By Campus | January 7, 2019

“I’m not afraid of failure; I’m afraid of succeeding at things that don’t matter.”   

This gut punch from missionary William Carey erects healthy guardrails for wise travelers on the winding road between infancy and eternity. Yet in my experience with air-breathers all over the planet, too many road warriors mistake activity for accomplishment and equate busy-ness with productivity in the business for which they have been created. On some days I am in that number. Maybe you are, too. 

Thankfully, the secret to winning in this life and the next is really no secret at all. As a songwriter friend has written so well, the main thing in life is keeping the main thing the main thing. It’s saying yes to some opportunities and no to others. It’s keeping your priorities straight. It’s understanding the monumental difference between settling for success and striving for significance. It’s pushing by intention rather than being pulled by distraction. It’s moving with purpose because meandering through life is detrimental to meaning in life.  

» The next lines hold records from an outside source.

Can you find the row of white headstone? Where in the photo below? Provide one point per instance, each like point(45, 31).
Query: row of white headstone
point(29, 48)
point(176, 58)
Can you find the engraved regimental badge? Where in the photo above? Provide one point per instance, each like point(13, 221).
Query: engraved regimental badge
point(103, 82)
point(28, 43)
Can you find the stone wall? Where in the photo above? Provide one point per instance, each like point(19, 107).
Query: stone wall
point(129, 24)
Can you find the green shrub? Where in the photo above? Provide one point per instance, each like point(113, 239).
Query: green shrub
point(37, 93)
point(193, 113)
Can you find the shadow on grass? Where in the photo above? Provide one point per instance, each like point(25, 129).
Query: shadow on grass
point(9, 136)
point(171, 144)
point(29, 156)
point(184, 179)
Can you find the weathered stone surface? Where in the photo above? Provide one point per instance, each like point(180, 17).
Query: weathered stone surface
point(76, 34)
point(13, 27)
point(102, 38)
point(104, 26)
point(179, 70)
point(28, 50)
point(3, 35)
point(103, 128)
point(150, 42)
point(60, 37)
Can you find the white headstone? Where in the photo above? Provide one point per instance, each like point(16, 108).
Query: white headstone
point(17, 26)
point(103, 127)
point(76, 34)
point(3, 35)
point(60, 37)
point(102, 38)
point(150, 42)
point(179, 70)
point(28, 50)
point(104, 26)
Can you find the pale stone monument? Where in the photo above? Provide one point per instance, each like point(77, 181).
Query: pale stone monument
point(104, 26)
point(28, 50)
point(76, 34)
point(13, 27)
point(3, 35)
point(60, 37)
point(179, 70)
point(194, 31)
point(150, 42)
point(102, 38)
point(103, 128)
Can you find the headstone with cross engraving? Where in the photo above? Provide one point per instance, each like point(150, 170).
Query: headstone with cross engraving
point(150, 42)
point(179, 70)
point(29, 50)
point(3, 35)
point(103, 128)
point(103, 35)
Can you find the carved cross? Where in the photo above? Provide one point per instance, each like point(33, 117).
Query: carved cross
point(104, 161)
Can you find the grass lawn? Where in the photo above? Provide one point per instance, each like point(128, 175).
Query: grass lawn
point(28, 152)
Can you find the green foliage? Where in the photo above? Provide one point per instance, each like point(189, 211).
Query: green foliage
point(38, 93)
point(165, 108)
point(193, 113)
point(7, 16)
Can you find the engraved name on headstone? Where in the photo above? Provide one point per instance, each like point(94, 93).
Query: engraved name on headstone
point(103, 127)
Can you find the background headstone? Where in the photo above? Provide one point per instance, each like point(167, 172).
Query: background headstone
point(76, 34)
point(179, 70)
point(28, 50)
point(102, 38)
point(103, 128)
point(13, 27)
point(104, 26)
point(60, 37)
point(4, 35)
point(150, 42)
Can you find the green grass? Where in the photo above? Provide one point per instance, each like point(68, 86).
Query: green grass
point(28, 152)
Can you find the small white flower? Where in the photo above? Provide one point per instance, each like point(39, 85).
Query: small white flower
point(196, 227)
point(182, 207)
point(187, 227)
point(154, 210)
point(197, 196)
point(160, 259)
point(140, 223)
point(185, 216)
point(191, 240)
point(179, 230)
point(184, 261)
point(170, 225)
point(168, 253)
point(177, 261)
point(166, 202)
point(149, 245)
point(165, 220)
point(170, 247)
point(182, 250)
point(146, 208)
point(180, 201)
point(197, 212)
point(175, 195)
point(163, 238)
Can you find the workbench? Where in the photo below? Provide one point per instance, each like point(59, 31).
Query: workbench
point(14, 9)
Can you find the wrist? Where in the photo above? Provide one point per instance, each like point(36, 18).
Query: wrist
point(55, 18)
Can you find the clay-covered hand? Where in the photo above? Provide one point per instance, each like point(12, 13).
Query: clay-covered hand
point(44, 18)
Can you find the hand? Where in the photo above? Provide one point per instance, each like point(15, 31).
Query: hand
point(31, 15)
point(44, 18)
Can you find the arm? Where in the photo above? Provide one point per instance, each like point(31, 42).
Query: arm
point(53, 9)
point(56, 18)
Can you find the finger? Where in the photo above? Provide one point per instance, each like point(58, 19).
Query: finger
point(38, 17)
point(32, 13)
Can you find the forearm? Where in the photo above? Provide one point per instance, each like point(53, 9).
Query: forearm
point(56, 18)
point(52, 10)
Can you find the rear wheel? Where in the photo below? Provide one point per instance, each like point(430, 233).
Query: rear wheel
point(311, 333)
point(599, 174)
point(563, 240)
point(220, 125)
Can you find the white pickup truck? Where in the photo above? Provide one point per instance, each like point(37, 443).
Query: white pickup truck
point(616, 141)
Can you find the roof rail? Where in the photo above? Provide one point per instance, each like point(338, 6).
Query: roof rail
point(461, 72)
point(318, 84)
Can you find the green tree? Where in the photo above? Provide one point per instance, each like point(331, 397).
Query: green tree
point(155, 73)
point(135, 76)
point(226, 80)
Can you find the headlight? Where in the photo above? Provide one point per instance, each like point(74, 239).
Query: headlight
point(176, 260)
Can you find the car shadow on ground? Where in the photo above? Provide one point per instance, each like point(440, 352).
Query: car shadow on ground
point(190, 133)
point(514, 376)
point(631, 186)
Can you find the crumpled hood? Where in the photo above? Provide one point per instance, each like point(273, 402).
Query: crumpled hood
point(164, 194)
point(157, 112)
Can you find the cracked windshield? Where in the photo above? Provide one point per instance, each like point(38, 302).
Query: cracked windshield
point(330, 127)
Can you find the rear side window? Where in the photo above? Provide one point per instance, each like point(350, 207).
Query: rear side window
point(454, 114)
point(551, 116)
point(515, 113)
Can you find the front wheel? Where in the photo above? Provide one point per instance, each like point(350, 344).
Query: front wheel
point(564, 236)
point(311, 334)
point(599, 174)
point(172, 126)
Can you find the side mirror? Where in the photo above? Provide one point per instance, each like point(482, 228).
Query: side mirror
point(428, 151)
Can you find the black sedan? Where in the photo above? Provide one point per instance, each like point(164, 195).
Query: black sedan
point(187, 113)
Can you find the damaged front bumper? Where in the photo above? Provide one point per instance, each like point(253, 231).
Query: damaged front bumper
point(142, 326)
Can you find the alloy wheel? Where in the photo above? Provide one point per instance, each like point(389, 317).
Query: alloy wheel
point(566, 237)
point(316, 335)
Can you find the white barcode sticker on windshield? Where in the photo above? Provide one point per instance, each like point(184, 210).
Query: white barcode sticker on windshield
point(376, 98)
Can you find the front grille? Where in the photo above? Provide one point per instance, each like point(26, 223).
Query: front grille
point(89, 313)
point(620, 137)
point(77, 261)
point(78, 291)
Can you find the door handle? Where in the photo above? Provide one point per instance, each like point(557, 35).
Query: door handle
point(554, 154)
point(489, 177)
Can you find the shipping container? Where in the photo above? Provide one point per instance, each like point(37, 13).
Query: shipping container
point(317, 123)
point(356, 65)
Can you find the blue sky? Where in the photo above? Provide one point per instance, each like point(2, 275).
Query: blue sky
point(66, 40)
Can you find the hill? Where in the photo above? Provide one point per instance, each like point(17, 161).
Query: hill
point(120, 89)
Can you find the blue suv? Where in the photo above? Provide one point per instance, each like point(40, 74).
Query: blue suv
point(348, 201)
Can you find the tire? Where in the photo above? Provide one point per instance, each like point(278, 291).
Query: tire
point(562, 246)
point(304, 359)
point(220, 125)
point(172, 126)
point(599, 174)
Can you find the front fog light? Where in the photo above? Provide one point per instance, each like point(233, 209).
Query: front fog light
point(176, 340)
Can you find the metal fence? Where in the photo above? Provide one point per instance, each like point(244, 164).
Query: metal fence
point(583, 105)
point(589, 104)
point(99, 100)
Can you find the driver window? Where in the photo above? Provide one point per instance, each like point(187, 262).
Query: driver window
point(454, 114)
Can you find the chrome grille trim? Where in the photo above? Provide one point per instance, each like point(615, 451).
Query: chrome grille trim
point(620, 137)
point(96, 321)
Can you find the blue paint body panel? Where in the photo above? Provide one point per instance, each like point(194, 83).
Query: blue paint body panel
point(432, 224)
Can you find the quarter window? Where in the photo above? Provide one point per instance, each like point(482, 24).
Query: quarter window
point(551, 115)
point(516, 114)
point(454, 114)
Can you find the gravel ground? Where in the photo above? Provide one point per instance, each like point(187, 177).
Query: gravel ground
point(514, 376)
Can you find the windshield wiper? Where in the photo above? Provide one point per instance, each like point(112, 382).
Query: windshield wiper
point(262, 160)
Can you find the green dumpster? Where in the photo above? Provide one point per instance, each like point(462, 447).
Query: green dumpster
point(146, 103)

In short, it’s ditching the tyranny of the urgent so you can do the important instead. To play on my mother’s recurring pleas to mind my manners, the not-so-secret is choosing to live well by minding your matters—putting your mind to what matters most. 

After trying every other pathway to purpose, Solomon’s parting shot in Ecclesiastes 12:13 broadsides the bullseye. “Now all has been heard; here is the conclusion of the matter:  Fear God and keep his commandments, for this is the whole duty of man.” 

The prophet Micah’s plaque-worthy quote echoes that theme: “And what does the Lord require of you?  To act justly, love mercy, and walk humbly with your God” (Micah 6:8).  Which is just an appetizer before the entrée Jesus serves: “Love the Lord your God with all your heart, soul, mind, and strength.  And love your neighbor as yourself” (Mark 12:30-31). 

Life on this side of the other side is short. Time flies. So why settle for the good life when you can live better?  Why stop at better when God wants best?   

Let’s face it.  That last question is the heart of the matter. 

They say you can do anything you put your mind to. Perhaps. But only if you have the mind of Christ (1 Corinthians 2:16).  Why not put your mind to living for what really matters?  Why not claim God’s calling and Christ’s character as your most valuable credentials?   

Answering these questions is what a Charleston Southern education is about.  Integrating faith in learning, leading and serving is much more than a cliché.  It’s who we are.  It’s what we do.  It’s how we live.  Because when all is said and done, how we live—and for whom we live—is all that matters.  If you succeed at things that don’t really matter, you fail when it matters for real.   

So make up your mind to do what matters.  In a manner of speaking, mind your matters.   

Don’t mind if I do.  What about you?